“SWCC is a community of elite operators.” That’s all you need to know to decide if it’s for you or not. The Special Warfare Combatant-craft training program creates Combatant-craft Crewmen who operate a variety of small craft in support of Special Operations missions around the world.
SOFREP got the heads up on this new promotional video from the Public Affairs Officer at the Naval Special Warfare Command in San Diego and we want to share it with you.
In this four-minute video, these SWCC guys probably expend more small arms ammo than the Marine Corps did at Iwo Jima.
Just kidding, but these small-craft have a frightful amount of firepower on board that this video puts on full display.
SOFREP is a big fan of SWCC because the occupation provides one of the rare occasions where a ton of hard work in training pays off with a job that is fun as hell to do in the fleet. Former SOFREP writer Jonathan Weiss, who was a former SWCC and Special Operations Combat Medic, had written about the path to becoming an SWCC and its unique challenges.
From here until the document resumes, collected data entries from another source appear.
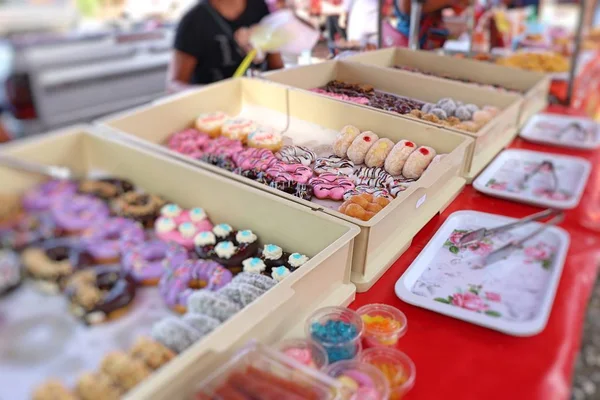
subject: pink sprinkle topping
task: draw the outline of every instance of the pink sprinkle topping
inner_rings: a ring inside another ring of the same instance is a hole
[[[421,152],[421,154],[423,154],[424,156],[429,154],[429,150],[427,150],[425,147],[421,147],[419,149],[419,151]]]
[[[404,143],[404,145],[406,147],[415,147],[415,144],[413,142],[406,142],[406,143]]]
[[[363,140],[364,140],[365,142],[370,142],[370,141],[371,141],[371,137],[370,137],[370,136],[365,136],[365,137],[363,138]]]

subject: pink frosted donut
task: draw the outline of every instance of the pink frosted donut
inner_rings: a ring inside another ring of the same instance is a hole
[[[200,158],[204,154],[204,146],[210,141],[206,133],[198,132],[196,129],[186,129],[174,133],[167,143],[167,147],[180,154],[192,158]]]
[[[77,192],[77,184],[71,181],[51,180],[44,182],[23,195],[25,211],[47,211],[54,200]]]
[[[144,241],[142,226],[127,218],[109,218],[86,230],[82,244],[94,261],[116,263],[129,246]]]
[[[277,162],[277,158],[271,150],[249,148],[233,156],[233,161],[238,168],[246,171],[249,169],[260,169],[264,171],[268,166]]]
[[[344,193],[354,189],[354,182],[347,176],[324,173],[309,182],[318,199],[342,200]]]
[[[179,268],[188,258],[187,250],[177,243],[154,239],[125,252],[122,265],[136,282],[151,286],[158,284],[167,271]]]
[[[365,157],[369,149],[379,140],[377,134],[366,131],[358,135],[353,141],[350,147],[348,147],[348,158],[355,165],[362,164],[365,161]]]
[[[419,179],[436,154],[435,149],[432,147],[419,147],[406,160],[404,168],[402,168],[402,175],[409,179]]]
[[[175,242],[188,250],[194,248],[194,236],[210,231],[213,225],[202,208],[182,210],[176,204],[167,204],[160,210],[154,224],[156,236],[165,242]]]
[[[234,154],[244,150],[242,142],[239,140],[233,140],[226,137],[220,137],[209,141],[204,146],[204,152],[215,156],[229,156],[232,157]]]
[[[106,203],[87,195],[62,196],[52,203],[50,212],[67,233],[85,231],[108,218]]]
[[[278,181],[294,181],[302,184],[308,183],[308,180],[313,176],[313,170],[303,164],[286,164],[277,161],[269,166],[266,171],[267,175]]]

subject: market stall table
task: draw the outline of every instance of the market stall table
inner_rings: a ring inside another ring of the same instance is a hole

Not going to bore you with too much verbiage here. This story is about the video itself which is a hoot to watch and pulls no punches about what it takes for the aspiring sailors to become Special Warfare Combatant-craft Crewmen. If it reminds you at all of Navy SEAL training, good, because it’s a slightly less insane version of the physical training regiment the SEALs undergo — it even has a 72-hour version of “Hell Week” called “The Tour.”
The Tour serves the function of finding out if a candidate has the will to exceed the limits of physical and mental endurance. It is a very dangerous part of the SWCC selection and requires the instructors to keep a close eye on the candidates because, at that point, the candidates will keep going until they die if a watchful instructor doesn’t tell them to stop.
Recently, the school graduated its first female candidate, which the command did not identify for reasons of security. Only 17 sailors graduated in her class as the Special Warfare Combatant-craft Crewmen selection course has an attrition rate of nearly 80 percent.